Binomial family in logistic regression

I was asked in an interview why do we use the binomial distribution in logistic regression and how is it related to the class that we are predicting?

Could anyone explain, without any mathematical equations, why do we use binomial instead on any other distribution?

Topic distribution logistic-regression classification

Category Data Science


Assume that you have a time variable and you observe at each time and at a certain bus stop if there is a bus arriving or not.

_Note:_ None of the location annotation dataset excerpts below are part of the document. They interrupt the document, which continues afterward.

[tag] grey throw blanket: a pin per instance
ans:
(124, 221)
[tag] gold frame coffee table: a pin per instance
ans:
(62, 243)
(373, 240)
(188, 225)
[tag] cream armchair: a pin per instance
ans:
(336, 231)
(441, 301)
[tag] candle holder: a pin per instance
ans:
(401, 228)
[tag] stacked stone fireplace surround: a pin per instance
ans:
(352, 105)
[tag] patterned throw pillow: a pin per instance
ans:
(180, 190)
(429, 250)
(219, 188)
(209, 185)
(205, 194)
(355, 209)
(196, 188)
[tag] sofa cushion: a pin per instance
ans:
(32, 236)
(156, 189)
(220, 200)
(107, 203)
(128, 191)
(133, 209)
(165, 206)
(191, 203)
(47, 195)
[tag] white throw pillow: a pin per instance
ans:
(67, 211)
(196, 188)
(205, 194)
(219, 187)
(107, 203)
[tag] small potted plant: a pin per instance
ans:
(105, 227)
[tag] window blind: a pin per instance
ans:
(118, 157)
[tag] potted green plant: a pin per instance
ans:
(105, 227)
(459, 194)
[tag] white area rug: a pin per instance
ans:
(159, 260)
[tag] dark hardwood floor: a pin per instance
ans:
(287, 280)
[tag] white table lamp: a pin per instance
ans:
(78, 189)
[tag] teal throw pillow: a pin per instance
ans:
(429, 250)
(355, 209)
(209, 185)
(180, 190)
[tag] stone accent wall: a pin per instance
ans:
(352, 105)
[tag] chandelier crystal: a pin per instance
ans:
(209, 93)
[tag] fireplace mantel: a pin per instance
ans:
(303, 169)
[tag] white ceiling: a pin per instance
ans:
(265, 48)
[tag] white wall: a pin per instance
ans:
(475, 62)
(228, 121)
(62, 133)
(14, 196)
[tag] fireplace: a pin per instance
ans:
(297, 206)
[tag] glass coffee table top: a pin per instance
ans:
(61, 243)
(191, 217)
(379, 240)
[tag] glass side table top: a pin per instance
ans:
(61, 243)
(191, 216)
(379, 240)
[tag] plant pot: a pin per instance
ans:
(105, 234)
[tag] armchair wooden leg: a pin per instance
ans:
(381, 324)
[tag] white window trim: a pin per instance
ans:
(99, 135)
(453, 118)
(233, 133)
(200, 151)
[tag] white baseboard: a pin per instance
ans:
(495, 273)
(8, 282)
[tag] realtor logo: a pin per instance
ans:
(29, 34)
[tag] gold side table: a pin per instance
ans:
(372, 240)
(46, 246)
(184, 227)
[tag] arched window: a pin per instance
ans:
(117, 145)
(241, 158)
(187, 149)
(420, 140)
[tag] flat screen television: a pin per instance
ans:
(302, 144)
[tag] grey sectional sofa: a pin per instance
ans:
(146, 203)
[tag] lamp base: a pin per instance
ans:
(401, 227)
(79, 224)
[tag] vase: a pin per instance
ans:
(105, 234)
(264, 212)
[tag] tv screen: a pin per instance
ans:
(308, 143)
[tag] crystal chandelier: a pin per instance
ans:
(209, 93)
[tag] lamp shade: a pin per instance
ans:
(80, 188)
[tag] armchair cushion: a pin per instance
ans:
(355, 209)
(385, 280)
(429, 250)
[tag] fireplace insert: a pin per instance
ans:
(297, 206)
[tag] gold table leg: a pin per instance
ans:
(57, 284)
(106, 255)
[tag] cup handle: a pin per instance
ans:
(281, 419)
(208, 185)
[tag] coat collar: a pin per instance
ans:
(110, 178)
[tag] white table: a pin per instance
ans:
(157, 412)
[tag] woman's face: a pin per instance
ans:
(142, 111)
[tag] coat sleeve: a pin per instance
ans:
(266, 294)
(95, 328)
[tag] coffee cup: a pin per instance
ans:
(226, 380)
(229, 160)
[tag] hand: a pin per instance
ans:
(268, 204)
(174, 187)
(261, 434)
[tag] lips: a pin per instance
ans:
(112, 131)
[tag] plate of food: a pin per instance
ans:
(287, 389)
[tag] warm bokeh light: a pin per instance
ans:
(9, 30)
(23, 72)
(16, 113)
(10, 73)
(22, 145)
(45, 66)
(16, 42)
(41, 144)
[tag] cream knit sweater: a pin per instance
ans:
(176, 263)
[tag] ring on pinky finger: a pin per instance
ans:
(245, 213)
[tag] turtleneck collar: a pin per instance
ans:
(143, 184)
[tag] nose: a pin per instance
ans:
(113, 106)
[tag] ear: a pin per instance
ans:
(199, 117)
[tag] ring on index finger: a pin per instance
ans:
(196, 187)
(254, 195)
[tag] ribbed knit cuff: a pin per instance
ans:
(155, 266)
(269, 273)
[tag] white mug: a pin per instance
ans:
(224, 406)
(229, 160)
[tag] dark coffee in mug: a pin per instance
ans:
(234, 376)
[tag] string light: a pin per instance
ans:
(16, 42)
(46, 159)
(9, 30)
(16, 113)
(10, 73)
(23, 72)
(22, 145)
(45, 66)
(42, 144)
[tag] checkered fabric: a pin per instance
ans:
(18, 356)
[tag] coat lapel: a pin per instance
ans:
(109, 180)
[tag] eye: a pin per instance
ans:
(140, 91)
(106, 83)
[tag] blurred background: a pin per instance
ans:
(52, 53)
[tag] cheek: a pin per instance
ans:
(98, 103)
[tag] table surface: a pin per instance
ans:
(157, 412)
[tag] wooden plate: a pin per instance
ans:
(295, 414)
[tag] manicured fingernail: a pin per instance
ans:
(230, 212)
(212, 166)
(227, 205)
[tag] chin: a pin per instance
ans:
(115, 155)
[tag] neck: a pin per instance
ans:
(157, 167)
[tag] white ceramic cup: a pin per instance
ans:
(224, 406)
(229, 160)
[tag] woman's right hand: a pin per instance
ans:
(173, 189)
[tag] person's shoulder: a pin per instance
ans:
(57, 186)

Let the probability that a bus arrives at a bus stop at time $t$ be denoted as $p(t)$. This essence of success/failure is a binomial distribution and Logistic regression computes/predicts $p(t)$ by shifting and stretching the logistic curve.


From wikipedia:

..., the binomial distribution with parameters n and $\rho$ is the discrete probability distribution of the number of successes in a sequence of n independent experiments, each asking a yes–no question, and each with its own boolean-valued outcome: a random variable containing a single bit of information: success/yes/true/one (with probability $\rho$) or failure/no/false/zero (with probability $\rho = 1 − \rho$).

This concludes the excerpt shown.